Yes is the simple answer.
The harder answer is why, and how do you tell.
As I always say, the first question to consider is motive. If you have a motive, a lot must follow to corroborate the motive. Here is an article from the FBI Law Enforcement Bulletin about, False Allegations of Adult Crimes.
Perpetrators of false allegation crimes have various underlying motivations that fall into one or more categories. Investigators may encounter cases involving more than one motivation.
- Mental illness/depression
I would place the lie to the husband/boyfriend/fiancée in the “alibi” column, when they have to explain why they were out late, or partying, or . . .

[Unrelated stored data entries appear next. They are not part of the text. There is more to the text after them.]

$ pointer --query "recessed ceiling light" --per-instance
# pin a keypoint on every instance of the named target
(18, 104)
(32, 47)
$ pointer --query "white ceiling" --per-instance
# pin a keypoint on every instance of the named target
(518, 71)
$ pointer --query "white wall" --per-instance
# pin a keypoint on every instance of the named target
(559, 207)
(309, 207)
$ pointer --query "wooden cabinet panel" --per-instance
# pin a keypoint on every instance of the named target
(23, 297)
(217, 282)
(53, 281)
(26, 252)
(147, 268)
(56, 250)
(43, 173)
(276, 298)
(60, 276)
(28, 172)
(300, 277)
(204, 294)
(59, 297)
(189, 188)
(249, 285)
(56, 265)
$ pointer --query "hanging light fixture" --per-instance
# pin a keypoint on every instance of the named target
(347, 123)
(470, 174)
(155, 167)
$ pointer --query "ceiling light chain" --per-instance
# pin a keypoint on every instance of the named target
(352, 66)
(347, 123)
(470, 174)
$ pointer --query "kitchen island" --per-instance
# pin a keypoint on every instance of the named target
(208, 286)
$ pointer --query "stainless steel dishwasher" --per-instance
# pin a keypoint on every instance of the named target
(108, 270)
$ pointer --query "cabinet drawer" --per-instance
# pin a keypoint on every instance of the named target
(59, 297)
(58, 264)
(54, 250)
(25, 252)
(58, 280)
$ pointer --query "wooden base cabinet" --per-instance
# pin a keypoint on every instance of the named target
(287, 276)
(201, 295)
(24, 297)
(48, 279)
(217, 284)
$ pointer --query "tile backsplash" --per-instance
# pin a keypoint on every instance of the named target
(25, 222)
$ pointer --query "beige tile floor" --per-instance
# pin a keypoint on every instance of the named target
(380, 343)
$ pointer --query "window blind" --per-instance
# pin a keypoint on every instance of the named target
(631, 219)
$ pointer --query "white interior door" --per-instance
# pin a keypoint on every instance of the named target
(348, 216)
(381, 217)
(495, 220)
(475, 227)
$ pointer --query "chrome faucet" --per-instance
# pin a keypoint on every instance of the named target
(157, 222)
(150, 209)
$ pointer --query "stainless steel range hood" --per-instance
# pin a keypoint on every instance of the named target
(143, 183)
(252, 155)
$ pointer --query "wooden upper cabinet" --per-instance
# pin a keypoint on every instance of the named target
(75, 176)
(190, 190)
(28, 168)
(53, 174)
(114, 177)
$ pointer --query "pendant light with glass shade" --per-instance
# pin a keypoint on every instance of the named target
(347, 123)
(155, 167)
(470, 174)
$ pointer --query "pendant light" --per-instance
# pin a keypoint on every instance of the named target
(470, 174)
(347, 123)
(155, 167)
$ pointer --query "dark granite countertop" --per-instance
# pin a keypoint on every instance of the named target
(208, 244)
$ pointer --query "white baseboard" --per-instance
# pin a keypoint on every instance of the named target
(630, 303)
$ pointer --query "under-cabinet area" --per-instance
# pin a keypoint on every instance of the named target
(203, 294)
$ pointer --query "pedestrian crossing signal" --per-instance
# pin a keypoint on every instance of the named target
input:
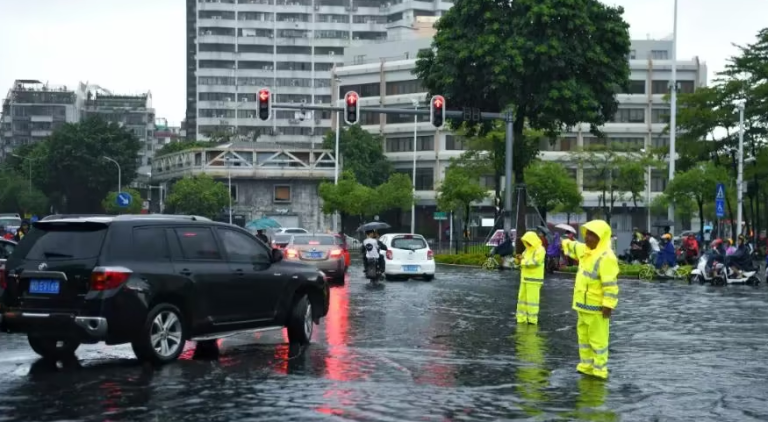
(265, 105)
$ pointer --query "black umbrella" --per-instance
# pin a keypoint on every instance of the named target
(375, 225)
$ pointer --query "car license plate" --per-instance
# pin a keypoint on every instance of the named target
(47, 287)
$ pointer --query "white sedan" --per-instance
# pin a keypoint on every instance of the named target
(407, 256)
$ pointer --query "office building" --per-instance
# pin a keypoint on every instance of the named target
(32, 110)
(235, 48)
(382, 75)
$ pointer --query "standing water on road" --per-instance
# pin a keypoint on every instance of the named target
(440, 351)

Law enforcement officers may find false allegation crimes complex and difficult to unravel. Further, investigators working closely with offenders may become so emotionally invested in the case that they have a hard time believing that the individual could be deceptive.
– Especially if this is a military case and you have been told you must believe the “victim.” Standard note: and all of the issues associated with confirmation bias.

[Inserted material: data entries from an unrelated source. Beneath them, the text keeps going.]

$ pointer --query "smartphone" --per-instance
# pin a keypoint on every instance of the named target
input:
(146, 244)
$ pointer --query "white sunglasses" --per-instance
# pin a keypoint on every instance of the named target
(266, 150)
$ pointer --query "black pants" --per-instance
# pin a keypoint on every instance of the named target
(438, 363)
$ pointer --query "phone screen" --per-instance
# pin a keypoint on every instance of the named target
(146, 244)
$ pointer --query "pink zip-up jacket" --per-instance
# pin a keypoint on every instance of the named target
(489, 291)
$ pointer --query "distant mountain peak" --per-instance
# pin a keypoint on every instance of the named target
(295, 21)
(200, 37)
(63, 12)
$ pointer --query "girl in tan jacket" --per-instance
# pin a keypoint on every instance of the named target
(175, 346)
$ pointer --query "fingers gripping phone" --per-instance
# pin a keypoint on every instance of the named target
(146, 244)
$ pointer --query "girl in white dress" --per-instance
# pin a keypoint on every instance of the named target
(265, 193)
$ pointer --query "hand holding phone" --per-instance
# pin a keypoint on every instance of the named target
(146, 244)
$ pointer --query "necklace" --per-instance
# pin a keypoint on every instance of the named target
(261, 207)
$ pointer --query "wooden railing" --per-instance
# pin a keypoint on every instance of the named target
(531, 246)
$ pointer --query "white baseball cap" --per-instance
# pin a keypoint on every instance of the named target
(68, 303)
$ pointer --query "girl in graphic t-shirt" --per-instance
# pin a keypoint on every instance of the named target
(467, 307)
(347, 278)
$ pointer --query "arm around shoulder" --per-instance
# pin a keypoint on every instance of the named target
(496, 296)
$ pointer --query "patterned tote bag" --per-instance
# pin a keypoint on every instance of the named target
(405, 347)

J. McNamara, S. McDonald, and J. Lawrence, “Characteristics of False Allegation Adult Crimes,”Journal of Forensic Science 57, no. 3 (May 2012): 643-646.

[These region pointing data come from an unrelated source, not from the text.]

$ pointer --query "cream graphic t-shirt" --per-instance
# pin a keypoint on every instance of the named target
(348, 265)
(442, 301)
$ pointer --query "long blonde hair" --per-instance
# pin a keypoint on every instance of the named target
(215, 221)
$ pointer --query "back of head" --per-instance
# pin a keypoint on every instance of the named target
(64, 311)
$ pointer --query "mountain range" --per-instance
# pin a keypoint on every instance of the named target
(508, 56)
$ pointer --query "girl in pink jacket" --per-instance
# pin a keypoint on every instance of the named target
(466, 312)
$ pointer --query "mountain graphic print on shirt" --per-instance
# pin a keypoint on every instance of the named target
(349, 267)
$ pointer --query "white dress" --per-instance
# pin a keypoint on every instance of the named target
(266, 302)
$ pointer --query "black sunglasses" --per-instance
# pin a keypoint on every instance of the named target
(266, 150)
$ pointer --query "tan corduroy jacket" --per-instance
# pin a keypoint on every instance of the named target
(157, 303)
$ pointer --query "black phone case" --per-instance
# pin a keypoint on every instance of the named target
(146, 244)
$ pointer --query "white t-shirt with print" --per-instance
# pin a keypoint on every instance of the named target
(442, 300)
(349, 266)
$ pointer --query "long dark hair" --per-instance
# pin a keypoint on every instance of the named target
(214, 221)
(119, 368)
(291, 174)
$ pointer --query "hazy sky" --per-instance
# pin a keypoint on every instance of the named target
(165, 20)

The purpose of this study was to identify common factors in false allegation adult crimes, by examining the dynamics involved in 30 confirmed false allegation cases. The authors conducted a comprehensive review of these adjudicated cases and then completed a collection instrument to capture offender demographics, offense characteristics, and motive. The results indicated that most false allegation crimes were committed by women (73.3%) and Caucasians (93.3%). Data indicated that more interpersonally violent allegations were primarily motivated by attention/sympathy needs (50.0%), whereas more impersonal offenses involved other motivations such as providing an alibi (16.7%) or profit (13.3%). Offenders tended to be younger, high school graduates with no higher education (43.3%). A total of 23.3% of offenders had a prior criminal history. Male offenders appeared as likely as women to be motivated by attention/sympathy; however, men tended to select more violent, nonsexual offenses (e.g., attempted murder) than women.